A weighted sum is a mathematical operation in which each input value is multiplied by a corresponding weight and the resulting products are added together to produce a single scalar output. In neural networks, this operation sits at the heart of every artificial neuron: given an input vector x and a weight vector w, the weighted sum is computed as z = w₁x₁ + w₂x₂ + ... + wₙxₙ + b, where b is an optional bias term. This value is then typically passed through a nonlinear activation function to produce the neuron's output. The simplicity of the operation belies its power — stacking many such computations across layers allows neural networks to approximate arbitrarily complex functions.
The weights in a weighted sum encode the relative importance of each input to the final output. A large positive weight amplifies a feature's influence, a large negative weight suppresses or inverts it, and a weight near zero effectively ignores it.

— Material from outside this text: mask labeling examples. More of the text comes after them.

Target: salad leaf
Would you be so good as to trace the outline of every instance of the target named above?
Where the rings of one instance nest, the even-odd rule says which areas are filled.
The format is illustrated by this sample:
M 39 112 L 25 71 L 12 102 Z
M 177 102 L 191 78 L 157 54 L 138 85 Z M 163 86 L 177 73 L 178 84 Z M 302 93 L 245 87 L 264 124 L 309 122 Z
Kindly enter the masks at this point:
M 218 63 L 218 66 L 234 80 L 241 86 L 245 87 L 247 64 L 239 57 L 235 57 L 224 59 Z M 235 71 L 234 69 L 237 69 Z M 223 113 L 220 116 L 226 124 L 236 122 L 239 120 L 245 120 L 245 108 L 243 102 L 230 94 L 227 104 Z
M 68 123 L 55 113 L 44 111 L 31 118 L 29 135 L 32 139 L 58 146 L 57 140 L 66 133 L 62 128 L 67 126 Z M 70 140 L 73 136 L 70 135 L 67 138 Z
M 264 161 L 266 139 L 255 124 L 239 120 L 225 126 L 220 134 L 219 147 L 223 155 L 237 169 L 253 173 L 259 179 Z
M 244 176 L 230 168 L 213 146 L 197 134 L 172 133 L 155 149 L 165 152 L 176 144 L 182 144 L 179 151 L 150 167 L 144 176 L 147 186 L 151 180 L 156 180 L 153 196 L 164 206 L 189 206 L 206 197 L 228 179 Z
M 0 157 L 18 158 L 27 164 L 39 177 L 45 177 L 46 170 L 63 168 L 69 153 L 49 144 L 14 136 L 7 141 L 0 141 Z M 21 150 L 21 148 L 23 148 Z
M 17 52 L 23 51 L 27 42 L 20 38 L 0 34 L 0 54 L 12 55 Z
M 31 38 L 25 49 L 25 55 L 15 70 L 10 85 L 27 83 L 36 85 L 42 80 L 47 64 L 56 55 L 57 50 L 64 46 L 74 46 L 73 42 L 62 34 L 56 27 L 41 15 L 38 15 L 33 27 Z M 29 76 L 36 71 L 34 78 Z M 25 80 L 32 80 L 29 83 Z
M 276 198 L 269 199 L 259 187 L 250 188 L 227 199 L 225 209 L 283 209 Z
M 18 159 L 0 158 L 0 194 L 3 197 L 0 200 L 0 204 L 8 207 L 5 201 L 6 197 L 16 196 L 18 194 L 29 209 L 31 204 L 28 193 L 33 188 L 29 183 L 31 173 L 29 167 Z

During training, these weights are learned through backpropagation and gradient descent: the network computes a loss measuring prediction error, calculates how that loss changes with respect to each weight, and nudges the weights in the direction that reduces error. Over many iterations, the weighted sums across all layers collectively learn to extract and combine features in ways that solve the target task.
Weighted sums are not unique to neural networks — they appear in linear regression, support vector machines, attention mechanisms, and ensemble methods like boosting, where base model predictions are combined using learned or heuristic weights. In the transformer architecture, the scaled dot-product attention mechanism is essentially a weighted sum of value vectors, where the weights are derived from query-key similarity scores. This makes the weighted sum one of the most pervasive primitives in all of machine learning.
Understanding weighted sums is essential for interpreting model behavior. Techniques like saliency maps and LIME approximate complex models locally as weighted sums to explain individual predictions. The concept also connects directly to the notion of linear separability — a single weighted sum with a threshold can classify any linearly separable dataset, while deeper compositions of weighted sums and nonlinearities handle far more complex decision boundaries.